Most of the words in an average, considered-well-written paper are in some sense superfluous: for the right audience, you can usually boil it down to a few statements.

That’s David Bourget, associate professor in philosophy, director of the Centre for Digital Philosophy at Western University, and one of the founders of PhilPapers and its related enterprises.

Aiko Tezuka, “Fragile Surface (daydream)” (detail)

Professor Bourget was recently interviewed by Eric Piper at Wiley Humanities about his career combining philosophy and computing. In a discussion of the potential of the PhilPapers Philosophical Survey (“PhilSurvey”) and similar projects, he notes philosophers’ ignorance about the prevalence of various philosophical views:

[T]he mere publication of the data collected by PhilSurvey (without any fancy analysis) will by itself help move debates forward and improve the quality of communications. Right now philosophers are largely in the dark regarding where others stand on philosophical questions. This is something that Dave [Chalemers] and I showed with a pilot survey and an accompanying “meta-survey”, in which we asked respondents to guess the results of the main survey. We found that on average professional philosophers are off by 15% on philosophical claims. For a view that boils down to an answer to a yes/no question this could mean, for example, that the community on average believes the distribution of views is 50/50 when in fact it’s 35/65.  For many issues the discrepancy between the expected and actual distribution of views is much larger. This is problematic—in order to discuss and debate effectively, the first thing you need to know is where your interlocutors stand. For those who would like to learn more about our survey, see our paper “What do philosophers believe?” published in Philosophical Studies.

He then turns to the increase in the amount of published work and how PhilSurvey and other services might alter academic publishing:

Looking much farther down the road, I can see PhilSurvey or something else along these lines developing into a much more comprehensive service that partly replaces traditional writing and publishing (I’m looking at you Wiley-Blackwell!). To see why this might happen, you have to appreciate that we have a bit of crisis on our hands at the moment—there is far too much to read. The number of works published in philosophy over the past fifty years follows a scary accelerating curve and everyone I talk to has the feeling that too much is getting submitted and published. The crisis is most obvious on the side of journals right now because there’s been a surge in submissions that hasn’t been matched by a surge in publishing opportunities. One way or another this pressure to publish is going to continue to power a rapid increase in annual publications.

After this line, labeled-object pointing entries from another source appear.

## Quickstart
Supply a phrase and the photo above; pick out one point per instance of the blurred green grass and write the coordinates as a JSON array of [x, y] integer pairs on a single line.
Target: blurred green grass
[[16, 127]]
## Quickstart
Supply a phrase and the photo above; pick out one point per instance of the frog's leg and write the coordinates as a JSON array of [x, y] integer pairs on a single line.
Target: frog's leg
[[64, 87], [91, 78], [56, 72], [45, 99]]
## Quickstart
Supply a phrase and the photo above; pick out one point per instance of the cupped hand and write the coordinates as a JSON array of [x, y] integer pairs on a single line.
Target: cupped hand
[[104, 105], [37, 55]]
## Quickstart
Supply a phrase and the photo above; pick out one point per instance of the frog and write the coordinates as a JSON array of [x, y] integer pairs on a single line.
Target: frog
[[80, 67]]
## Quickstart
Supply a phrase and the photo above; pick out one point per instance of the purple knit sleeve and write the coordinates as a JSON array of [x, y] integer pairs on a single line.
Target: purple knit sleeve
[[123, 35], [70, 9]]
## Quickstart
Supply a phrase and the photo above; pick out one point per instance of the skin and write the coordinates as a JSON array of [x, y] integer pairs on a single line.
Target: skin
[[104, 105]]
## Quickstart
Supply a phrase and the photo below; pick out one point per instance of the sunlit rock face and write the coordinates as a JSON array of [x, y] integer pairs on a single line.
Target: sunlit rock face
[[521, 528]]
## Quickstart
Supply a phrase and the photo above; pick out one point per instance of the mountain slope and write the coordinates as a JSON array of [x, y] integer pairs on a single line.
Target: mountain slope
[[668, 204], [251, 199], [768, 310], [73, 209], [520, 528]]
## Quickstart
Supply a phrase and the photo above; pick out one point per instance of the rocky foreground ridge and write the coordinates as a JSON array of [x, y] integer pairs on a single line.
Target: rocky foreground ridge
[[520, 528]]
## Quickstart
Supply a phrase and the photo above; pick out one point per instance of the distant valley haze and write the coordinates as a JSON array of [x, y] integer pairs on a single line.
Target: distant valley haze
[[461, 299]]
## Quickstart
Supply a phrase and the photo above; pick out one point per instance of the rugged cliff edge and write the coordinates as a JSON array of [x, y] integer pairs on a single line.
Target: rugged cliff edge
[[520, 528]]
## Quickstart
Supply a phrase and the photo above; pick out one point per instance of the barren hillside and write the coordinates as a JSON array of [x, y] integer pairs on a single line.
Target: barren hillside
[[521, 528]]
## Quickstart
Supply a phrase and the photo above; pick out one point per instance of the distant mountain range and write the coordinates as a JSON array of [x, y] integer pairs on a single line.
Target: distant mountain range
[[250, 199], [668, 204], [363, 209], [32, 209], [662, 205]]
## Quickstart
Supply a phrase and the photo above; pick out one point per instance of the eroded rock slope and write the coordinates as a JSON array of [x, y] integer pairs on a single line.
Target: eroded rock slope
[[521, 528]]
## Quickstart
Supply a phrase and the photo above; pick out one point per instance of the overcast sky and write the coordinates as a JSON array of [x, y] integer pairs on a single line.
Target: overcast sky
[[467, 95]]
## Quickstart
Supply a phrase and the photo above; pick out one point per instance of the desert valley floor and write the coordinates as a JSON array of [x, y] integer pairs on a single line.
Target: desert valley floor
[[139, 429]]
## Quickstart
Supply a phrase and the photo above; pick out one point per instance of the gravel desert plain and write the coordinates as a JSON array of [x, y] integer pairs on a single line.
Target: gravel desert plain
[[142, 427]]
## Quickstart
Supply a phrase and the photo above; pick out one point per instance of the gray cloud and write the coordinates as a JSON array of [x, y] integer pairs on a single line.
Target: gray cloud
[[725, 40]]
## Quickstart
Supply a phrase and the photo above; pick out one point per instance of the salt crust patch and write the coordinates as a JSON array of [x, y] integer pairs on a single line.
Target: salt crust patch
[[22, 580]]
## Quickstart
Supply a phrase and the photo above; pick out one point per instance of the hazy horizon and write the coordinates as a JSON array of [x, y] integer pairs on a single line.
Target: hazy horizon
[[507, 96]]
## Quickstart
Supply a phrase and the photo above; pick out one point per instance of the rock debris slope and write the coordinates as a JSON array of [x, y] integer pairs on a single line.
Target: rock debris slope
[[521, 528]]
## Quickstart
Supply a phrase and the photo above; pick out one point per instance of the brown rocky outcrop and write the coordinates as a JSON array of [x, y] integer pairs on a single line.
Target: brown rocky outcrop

Sooner or later, we are going to be forced to re-examine how we do things and look for efficiencies. To my mind traditional publishing is hugely inefficient. Most of the words in an average, considered-well-written paper are in some sense superfluous: for the right audience, you can usually boil it down to a few statements. The audience has to know exactly how you’re using the key terms and you have to be allowed to refer to claims introduced elsewhere, but, in the right context a paper ‘s main contribution can be summarized very quickly. A lot of it is setup (background, definitions), rhetoric, and forays down the garden path of objections and replies to try to anticipate others’ thinking. PhilSurvey could become a huge “context” in which you can make major contributions very succinctly.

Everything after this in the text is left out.